Monday, November 15, 2010

Talking Points #9 Citizenship in school- Christopher Kliewer

1)"Education is considered a dual process of group and individual transformation through which children 1) establish together a unique  community in thoughtfully planned activities, projects, experiences problems 2) support one another's membership in that community."
  This quotes makes me think of the movie that we are watching in class which is Freedom Writers. The children all become close to one another, and start getting involved in the community. They planned activities and got the lady who hid Anne Frank to go their school. Everyone in that class had problems, whether it had to do in being in gangs and fighting. The teacher made them get that idea out of the students head, and introduced them to the Holocaust, to see what other people went through. The guest speakers really touched the students, and changed them into more respectable people.
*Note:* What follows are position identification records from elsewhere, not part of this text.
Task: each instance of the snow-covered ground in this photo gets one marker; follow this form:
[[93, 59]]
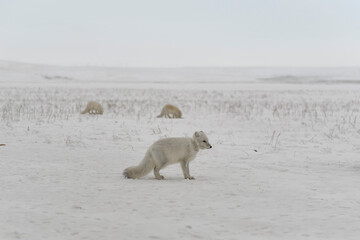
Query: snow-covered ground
[[284, 164]]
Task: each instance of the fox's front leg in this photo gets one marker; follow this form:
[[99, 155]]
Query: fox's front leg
[[186, 171]]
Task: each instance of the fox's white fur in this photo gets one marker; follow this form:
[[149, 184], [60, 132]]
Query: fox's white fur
[[169, 151], [93, 108], [170, 111]]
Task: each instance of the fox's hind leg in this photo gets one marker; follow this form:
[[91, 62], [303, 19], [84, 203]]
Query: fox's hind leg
[[160, 162]]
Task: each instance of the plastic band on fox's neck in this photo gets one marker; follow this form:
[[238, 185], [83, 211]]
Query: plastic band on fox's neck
[[195, 145]]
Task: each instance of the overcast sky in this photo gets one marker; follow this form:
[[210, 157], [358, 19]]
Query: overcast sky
[[166, 33]]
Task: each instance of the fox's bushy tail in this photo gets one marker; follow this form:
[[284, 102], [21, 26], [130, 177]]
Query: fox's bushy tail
[[145, 166]]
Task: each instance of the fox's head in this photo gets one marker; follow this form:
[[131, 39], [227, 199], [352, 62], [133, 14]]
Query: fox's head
[[202, 141]]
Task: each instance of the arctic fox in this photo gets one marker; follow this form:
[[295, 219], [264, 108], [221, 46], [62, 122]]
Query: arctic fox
[[93, 108], [170, 109], [169, 151]]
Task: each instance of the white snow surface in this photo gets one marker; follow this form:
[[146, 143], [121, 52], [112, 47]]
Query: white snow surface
[[284, 163]]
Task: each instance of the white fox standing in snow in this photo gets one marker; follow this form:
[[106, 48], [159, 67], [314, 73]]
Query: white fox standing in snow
[[93, 108], [169, 151], [170, 111]]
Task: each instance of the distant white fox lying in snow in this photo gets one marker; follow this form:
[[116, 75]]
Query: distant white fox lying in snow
[[93, 108], [169, 151], [170, 111]]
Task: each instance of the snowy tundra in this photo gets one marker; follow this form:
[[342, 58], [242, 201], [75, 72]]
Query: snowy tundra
[[284, 163]]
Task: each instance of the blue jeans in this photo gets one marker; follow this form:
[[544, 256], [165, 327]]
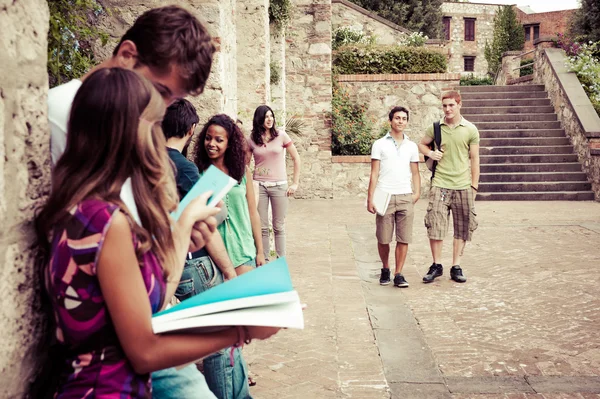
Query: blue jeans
[[223, 379], [186, 383]]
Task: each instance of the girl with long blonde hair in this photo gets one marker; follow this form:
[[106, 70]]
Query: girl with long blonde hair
[[105, 275]]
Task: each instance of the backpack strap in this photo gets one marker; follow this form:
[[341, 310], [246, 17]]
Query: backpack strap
[[437, 142]]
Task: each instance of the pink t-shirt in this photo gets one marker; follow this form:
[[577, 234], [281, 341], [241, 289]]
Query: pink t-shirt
[[269, 158]]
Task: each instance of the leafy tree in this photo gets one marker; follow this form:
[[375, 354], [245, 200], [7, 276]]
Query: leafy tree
[[416, 15], [585, 24], [72, 31], [508, 36]]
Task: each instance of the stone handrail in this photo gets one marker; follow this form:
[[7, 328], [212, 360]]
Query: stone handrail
[[573, 108]]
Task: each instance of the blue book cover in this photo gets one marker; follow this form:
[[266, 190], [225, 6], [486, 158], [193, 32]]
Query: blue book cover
[[213, 180], [272, 278]]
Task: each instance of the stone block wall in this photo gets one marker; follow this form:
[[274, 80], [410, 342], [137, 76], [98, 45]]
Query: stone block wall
[[419, 93], [253, 58], [308, 92], [349, 14], [573, 108], [24, 180], [457, 47], [550, 23]]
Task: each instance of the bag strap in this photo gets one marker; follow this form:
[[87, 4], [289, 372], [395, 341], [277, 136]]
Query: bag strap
[[437, 139]]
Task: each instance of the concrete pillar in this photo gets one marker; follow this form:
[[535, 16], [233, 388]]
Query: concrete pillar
[[308, 92], [253, 58], [24, 180]]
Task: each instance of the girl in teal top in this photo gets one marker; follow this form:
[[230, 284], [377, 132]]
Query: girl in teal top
[[222, 143]]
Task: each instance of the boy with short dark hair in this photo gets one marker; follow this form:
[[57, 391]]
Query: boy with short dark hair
[[394, 166]]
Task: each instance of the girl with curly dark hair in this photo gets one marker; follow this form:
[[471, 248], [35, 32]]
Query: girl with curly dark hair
[[268, 146], [222, 143]]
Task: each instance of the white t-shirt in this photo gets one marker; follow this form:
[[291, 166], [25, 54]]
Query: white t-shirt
[[394, 171], [60, 99]]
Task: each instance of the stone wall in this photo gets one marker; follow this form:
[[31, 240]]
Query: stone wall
[[24, 179], [550, 23], [457, 47], [308, 92], [253, 58], [420, 93], [574, 110], [349, 14]]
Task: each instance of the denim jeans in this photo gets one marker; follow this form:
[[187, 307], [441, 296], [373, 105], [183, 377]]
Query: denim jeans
[[186, 383], [223, 379], [277, 195]]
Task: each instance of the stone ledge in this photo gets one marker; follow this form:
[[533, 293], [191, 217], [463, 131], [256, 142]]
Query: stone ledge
[[372, 15], [351, 159], [399, 77], [571, 87], [521, 79]]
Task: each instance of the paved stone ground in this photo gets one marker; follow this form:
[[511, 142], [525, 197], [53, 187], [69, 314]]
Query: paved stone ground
[[525, 325]]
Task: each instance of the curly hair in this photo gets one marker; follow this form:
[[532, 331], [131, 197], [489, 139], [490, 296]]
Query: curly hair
[[258, 124], [236, 152]]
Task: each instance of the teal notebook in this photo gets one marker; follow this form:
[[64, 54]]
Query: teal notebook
[[264, 296], [213, 180]]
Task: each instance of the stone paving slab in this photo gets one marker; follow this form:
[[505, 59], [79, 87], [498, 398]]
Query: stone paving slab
[[527, 323]]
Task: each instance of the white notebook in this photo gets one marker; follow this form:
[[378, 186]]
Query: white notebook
[[381, 200]]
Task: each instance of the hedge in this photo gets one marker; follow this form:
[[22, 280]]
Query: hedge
[[387, 59]]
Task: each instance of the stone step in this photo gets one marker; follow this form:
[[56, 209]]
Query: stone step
[[544, 109], [493, 187], [523, 141], [476, 89], [475, 118], [527, 158], [531, 167], [538, 196], [516, 133], [518, 125], [493, 95], [532, 177], [534, 102], [546, 149]]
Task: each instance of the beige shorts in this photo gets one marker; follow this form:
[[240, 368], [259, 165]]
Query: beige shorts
[[399, 215]]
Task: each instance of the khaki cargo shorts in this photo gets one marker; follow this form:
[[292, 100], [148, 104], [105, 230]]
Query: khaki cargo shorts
[[400, 214], [441, 202]]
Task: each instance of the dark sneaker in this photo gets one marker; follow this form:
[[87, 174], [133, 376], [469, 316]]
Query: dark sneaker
[[456, 274], [385, 277], [400, 281], [435, 270]]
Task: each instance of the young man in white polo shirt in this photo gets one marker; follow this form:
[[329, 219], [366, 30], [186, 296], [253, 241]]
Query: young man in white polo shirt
[[394, 166]]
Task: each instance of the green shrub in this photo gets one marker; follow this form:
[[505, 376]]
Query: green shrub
[[415, 39], [345, 35], [387, 59], [472, 80], [527, 70], [275, 75], [280, 13], [70, 36], [351, 130], [587, 67]]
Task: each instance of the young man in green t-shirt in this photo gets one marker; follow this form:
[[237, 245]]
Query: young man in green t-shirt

2) Community requires a willingness to see people as they are different perhaps in their minds and in their bodies, but not different in their splits or in their willingness and ability to contribute to the mosaic of society."
Everybody is different, and that's why the community wants to see them for who they are and not for anything else. They want people to accept them in the community for what that individual person is. They do not want to be judged, they just want to fit in. It's good for people to be different, and for people having their own type of personality. 

Sunday, November 7, 2010

Talking Points #8: Social Class and the Hidden Curriculum of Work

"Scholars in political economy and the sociology of knowledge have recently argued that public schools in complex industrial societies like our own make available different types of educational experience and curriculum knowledge to students in different social classes"
 I agree and disagree with this quote. I believe that no matter which class a student is in, they still learn the same education as from the upper class. The schooling is probably different because the higher class may have different materials and better textbooks than the lower class. The only difference is that higher class schools have more textbooks and more materials to learn, then from a lower or middle class school.


"The foregoing analysis of differences in schoolwork in contrasting social class contexts suggests the following conclusion: the "hidden curriculum" of schoolwork is tacit preparation for relating to the process of production in a particular way. Differing curricular, pedagogical, and pupil evaluation practices emphasize different cognitive and behavioral skills in each social setting and thus contribute to the development in the children of certain potential relationships to physical and symbolic capital,11 to authority, and to the process of work. School experience, in the sample of schools discussed here, differed qualitatively by social class."
 Every school has their own way of teaching a lesson. Every school is different in the way they teach, and every school has a different curriculum. The students still learn the same curriculum, in a different way or lesson plan. The way a person is brought up really makes up the way a child learns. It does not really depend on the type of class you are in. It honestly depends on the student itself.